A Pit bull dog attack last week has galvanized a local group of citizens who want to see that particular breed of dog banned from Pauls Valley for good.

It was just one week ago when Doris Belicek was walking her small part Chihuahua, part Pomeranian dog, Rufus, when three Pit bull dogs suddenly showed up and snatched Rufus from her.

“They took him away and killed him,” said Belicek’s daughter, Colleen Martin. “It was horrible for my mother to see.”

According to Martin, her mother attempted to rescue her dog from the Pit bulls but retreated when one of the dogs became aggressive toward her, though she wasn’t attacked.
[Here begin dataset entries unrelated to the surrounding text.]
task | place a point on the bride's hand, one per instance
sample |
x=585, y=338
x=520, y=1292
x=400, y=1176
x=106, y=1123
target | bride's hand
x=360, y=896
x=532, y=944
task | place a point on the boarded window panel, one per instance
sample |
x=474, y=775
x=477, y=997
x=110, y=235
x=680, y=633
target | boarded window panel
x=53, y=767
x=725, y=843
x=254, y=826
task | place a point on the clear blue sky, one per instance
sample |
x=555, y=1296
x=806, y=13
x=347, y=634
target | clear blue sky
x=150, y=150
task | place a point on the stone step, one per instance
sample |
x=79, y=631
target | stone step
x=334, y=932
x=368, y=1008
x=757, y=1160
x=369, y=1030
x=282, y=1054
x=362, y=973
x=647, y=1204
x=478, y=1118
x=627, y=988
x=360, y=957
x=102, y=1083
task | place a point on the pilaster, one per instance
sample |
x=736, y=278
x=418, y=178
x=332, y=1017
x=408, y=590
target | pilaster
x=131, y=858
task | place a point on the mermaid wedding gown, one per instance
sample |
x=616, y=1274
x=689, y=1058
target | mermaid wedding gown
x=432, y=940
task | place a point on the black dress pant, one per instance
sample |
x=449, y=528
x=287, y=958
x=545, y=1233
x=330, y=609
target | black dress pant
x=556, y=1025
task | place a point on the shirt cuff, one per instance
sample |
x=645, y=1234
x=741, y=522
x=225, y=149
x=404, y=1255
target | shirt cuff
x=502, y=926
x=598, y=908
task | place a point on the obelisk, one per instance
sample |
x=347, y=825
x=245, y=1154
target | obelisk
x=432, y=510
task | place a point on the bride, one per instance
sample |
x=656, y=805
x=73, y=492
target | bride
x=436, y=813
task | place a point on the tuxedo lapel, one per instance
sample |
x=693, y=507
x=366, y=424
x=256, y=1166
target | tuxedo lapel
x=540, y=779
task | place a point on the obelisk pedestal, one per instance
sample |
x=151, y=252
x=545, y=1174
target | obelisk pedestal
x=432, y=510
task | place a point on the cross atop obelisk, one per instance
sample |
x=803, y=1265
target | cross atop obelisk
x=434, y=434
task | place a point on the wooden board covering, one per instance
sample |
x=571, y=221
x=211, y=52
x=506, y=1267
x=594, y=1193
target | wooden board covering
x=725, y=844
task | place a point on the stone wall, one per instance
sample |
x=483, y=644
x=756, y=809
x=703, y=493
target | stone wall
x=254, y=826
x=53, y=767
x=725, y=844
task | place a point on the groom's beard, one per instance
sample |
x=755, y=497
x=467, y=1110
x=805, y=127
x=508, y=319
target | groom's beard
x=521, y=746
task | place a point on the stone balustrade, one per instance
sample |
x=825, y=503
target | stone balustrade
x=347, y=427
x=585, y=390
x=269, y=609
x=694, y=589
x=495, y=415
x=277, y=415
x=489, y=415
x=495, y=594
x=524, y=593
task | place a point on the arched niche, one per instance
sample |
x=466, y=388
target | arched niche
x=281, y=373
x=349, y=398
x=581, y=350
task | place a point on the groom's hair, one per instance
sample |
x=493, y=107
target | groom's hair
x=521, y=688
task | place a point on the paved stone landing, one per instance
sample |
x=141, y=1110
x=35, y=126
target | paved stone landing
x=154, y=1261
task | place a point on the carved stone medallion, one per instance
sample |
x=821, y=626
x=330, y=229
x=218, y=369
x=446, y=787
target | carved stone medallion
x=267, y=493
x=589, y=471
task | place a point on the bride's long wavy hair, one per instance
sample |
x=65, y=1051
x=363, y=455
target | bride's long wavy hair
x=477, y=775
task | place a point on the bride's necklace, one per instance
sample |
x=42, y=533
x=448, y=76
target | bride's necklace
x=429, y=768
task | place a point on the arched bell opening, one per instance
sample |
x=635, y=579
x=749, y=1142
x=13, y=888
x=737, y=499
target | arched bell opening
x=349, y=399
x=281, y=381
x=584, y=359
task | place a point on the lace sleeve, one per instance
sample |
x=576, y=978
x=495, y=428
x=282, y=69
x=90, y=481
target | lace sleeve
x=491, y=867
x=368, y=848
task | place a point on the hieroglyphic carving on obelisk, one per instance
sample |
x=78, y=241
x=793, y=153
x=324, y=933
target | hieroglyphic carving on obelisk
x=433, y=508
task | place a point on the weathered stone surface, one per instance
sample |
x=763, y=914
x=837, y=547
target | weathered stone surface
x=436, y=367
A 911 call brought Pauls Valley officers to the area where they found the pack of dogs with one of the dogs carrying Rufus in his mouth.

According to police reports, the dogs were owned by Sabrina Briley, who has been cited before for having dogs running loose.

The officers, along with Animal Control personnel, were able to retrieve Rufus from the dog carrying him and return his body to Belicek.

“He was mother’s only companion. Everyone loved him. It’s just horrible he died like that,” Martin said.

The incident has caused Martin and others in the community to join together in an effort to have Pit bulls banned from the city limits.

“We’re going to do whatever it takes to get these dogs out of our town,” Martin said. “They are vicious animals and no one is really safe as long as they are in our community.”

However, her battle may be over before it picks up any steam.

According to PV City Manager James Frizell, Oklahoma Statutes prohibit municipalities from specifically banishing a breed of dog from its city limits.

“Ms. Martin did request to be on Tuesday night’s agenda, however, in light of the state law we’re going to see if we can work something out with her and her mother prior to the city council meeting,” Frizell told the Daily Democrat.

That “something” is a review of the city ordinance by Frizell, Police Chief Dennis Madison and City Attorney Jay Carlton.

According to Pauls Valley City Ordinances, a dog can only be declared a nuisance, but not banned from being in the city.

“Animals which constitute a public nusiance...are subject to being taken up and disposed of pursuant to this Chapter or, if necessary in the judgment of the animal control office or other designated city, killed on site, or immediately upon capture,” the ordinance states.

Briley was given Animal at Large and Public Nuisance citations at the time of her arrest that day.

According to the police report, Briley showed officers where she alleged someone had tampered with the gate on her fence which led to the dogs running loose in the area.

“What we’re going to do is look over the city ordinance and see if there are any deficiencies in it. If not, then we may look at increasing the fines for dog owners who own a dog that has been deemed vicious,” Frizell said.

Frizell did not say how that determination would be made.

“It’s a start,” said Martin. “I realize not all breeds of dogs are vicious animals. But if something can be done to curb dog attacks in town, no matter what breed they are, will be helpful.”

State Rep. Paul Wesselhoft has fought to banish Pit bulls in the state, but his legislation has been defeated by lawmakers.

Last year he filed House Bill 1082, which would have returned the right to outlaw certain dogs to cities and towns.

It would have also given county governments the authority to approve ordinances regulating dangerous dogs considered a public health risk. The bill never made it to the House floor for a hearing.

The Moore Republican filed legislation last month which strikes the breed specific stipulation from the statute.